At some point into Episode 76 of series 4 of the much acclaimed US TV series King of Queens we hear Carrie say something along the lines of 'Were you thinking we were spinning around on the floor?' (could not find original quote yet, will keep looking) and she is illustrating the spinning movement with a vivid gesture. This whole scene depicts her being dressed for the gym and on the verge of leaving the house, announcing her leaving to Doug by saying something like 'Gone for the gym, am having a spinning class'.

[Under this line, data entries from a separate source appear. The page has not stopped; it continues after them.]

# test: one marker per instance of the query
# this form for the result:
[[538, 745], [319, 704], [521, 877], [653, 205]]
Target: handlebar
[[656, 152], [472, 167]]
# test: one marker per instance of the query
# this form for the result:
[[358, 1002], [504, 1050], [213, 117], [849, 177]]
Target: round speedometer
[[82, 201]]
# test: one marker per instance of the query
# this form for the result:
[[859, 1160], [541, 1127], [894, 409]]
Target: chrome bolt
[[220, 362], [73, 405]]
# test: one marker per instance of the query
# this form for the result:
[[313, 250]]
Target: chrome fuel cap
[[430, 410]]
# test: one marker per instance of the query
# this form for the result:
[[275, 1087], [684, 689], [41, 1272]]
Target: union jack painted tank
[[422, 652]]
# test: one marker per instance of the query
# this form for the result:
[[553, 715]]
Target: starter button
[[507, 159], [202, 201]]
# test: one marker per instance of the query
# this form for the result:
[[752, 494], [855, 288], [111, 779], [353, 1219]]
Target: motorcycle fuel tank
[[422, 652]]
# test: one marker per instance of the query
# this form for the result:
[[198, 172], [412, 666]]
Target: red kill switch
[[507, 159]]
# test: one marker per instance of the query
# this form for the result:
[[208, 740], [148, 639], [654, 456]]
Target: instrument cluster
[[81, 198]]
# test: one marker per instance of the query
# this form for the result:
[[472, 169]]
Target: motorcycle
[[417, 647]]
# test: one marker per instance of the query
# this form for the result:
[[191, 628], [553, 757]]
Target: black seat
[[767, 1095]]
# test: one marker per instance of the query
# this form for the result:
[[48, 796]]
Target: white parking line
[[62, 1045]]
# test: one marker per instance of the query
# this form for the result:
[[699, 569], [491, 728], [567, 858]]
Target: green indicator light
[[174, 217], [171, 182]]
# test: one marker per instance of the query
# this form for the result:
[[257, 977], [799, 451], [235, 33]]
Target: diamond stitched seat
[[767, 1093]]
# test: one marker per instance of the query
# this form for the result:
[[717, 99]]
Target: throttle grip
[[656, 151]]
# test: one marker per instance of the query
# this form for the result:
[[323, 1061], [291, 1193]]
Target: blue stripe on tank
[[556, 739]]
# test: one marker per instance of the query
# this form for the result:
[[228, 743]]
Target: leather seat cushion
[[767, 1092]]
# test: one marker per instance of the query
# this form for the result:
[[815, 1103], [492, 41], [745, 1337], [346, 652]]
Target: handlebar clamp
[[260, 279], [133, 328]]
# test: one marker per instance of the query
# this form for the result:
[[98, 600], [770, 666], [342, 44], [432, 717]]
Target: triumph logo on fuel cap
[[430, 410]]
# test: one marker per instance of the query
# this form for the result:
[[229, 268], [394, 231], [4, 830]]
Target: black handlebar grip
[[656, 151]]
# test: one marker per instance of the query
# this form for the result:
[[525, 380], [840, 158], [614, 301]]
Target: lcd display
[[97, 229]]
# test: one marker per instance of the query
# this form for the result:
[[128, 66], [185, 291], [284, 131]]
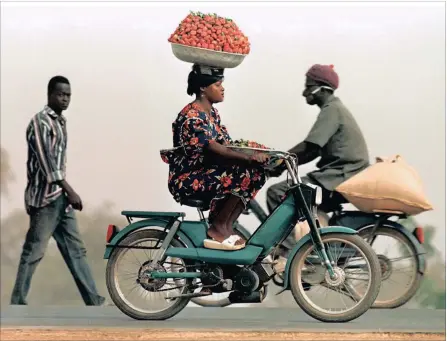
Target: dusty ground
[[162, 335]]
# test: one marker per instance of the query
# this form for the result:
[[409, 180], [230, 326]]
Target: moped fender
[[138, 225], [304, 240]]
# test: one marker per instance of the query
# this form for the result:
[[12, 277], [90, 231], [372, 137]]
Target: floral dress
[[192, 172]]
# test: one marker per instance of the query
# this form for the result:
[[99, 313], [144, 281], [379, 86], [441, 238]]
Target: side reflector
[[419, 234], [111, 231]]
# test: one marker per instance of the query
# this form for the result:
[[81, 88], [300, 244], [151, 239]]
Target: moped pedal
[[190, 295]]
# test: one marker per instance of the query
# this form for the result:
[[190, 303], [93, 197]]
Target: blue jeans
[[54, 220]]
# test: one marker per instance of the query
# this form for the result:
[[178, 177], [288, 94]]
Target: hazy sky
[[128, 87]]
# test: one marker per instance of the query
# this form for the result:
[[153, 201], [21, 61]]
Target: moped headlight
[[318, 195]]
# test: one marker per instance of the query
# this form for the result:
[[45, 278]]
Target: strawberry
[[210, 31]]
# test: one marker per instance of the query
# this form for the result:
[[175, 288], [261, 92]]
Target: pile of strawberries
[[212, 32]]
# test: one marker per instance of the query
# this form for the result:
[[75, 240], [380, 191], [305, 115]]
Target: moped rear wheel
[[153, 302], [354, 263]]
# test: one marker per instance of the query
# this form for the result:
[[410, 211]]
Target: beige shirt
[[343, 148]]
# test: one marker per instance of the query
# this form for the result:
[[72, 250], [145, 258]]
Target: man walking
[[50, 201]]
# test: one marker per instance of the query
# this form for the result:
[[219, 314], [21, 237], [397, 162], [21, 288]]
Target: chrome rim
[[134, 287], [342, 293]]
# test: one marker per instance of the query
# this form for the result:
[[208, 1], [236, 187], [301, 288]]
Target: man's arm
[[45, 154], [306, 152], [48, 163]]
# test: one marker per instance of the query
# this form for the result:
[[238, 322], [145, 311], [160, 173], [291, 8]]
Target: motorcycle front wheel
[[354, 263]]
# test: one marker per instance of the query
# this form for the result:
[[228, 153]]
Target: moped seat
[[195, 203]]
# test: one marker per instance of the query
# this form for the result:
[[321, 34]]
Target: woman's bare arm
[[234, 156]]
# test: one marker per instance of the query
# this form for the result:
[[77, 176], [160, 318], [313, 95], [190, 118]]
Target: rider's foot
[[238, 207], [216, 234]]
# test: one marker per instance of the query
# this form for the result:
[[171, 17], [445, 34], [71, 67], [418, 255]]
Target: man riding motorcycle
[[335, 137]]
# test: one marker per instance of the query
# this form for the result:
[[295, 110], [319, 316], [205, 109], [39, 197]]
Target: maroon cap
[[324, 74]]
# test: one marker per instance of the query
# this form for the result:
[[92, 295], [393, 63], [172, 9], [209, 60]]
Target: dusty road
[[108, 323]]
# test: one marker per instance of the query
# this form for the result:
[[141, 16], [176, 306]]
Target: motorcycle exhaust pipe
[[238, 297]]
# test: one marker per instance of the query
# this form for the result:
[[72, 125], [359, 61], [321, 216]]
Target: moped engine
[[246, 281]]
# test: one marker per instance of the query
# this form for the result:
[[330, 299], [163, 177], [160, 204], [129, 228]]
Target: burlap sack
[[390, 185]]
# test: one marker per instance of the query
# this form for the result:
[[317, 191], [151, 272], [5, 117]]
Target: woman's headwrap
[[204, 76], [324, 74]]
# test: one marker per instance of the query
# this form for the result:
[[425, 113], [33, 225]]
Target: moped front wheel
[[354, 264]]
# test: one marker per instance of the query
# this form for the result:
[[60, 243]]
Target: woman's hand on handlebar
[[274, 173], [261, 158]]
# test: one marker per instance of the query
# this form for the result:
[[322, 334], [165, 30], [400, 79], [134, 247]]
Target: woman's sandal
[[227, 244]]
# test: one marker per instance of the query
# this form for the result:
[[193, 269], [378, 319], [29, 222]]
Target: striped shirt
[[46, 136]]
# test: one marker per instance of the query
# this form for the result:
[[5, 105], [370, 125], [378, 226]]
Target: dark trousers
[[55, 221]]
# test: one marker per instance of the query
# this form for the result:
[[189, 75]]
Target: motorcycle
[[181, 269], [373, 227]]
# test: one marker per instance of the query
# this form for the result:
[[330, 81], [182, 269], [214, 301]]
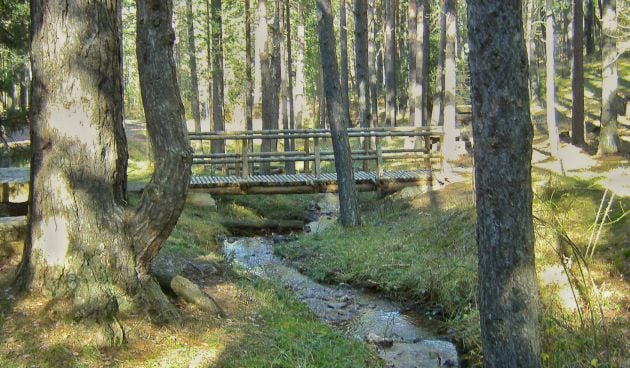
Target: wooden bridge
[[243, 170], [238, 170]]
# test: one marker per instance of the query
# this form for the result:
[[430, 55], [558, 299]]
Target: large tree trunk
[[390, 62], [361, 62], [270, 84], [192, 63], [343, 58], [87, 250], [502, 130], [217, 75], [577, 76], [348, 198], [437, 111], [552, 126], [450, 77], [608, 136]]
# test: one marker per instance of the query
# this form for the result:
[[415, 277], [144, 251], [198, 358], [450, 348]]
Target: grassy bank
[[423, 251]]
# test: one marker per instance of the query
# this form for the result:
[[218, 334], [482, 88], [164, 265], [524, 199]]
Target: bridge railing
[[243, 158]]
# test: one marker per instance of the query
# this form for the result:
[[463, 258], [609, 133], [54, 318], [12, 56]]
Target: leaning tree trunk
[[348, 198], [217, 146], [87, 251], [502, 130], [552, 125], [608, 136], [192, 63], [577, 76], [450, 77]]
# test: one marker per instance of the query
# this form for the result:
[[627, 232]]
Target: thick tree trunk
[[502, 130], [348, 197], [608, 136], [86, 250], [390, 62], [577, 76], [192, 63], [361, 62], [589, 27], [343, 58], [437, 111], [217, 75], [552, 125], [270, 84], [450, 77]]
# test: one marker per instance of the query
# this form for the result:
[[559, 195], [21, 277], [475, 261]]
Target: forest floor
[[418, 248]]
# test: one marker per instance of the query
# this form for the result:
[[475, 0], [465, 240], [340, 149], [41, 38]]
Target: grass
[[423, 251]]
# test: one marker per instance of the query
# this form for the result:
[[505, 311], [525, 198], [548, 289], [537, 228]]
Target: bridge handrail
[[242, 160]]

The German translation as expected reads "Hast Du gedacht, dass wir auf dem Boden rumspinnen?". Now, it's hard to determine here, whether synchronization intentionally chose this translation in order to somehow carry over the jocularity of her graphic acting out the dialog. Because "spinnen" in German rather means 'going nuts' than referring to a fast circular motion (which the original dialog refers to with regard to the pedals of the immotile spinning bike at the gym). Whether the fact of a person going nuts is worth a laugh may remain disputable. However, the introduction of spinning in European gyms and the idea of exercising on a bike save a forward motion gave some people a good laugh.
If we look at a literal translation as an alternative, the translators could have come up with something like "Hast Du gedacht, wir drehen uns auf'm Boden 'rum?". Now, that ain't funny at all, isn't it? Whereas "auf dem Boden rumspinnen" may have at least some comic quality to it, albeit not a very sophisticated one. What do you think?
Ideas anyone? Mine keep (pointlessly) spinning in my head, I think I'm about to go nuts here...
1 Comments:
Hi there,
Just came across your blog and thougth I might post some comments.
I remember that "King of Queens" episode - I was wondering why it was translated "rumspinnen".
But other than "to go nuts" it might mean to actually spin some yarn. A spinning wheel makes a spinning motion, doesn't it?
But that wouldn't be too funny either.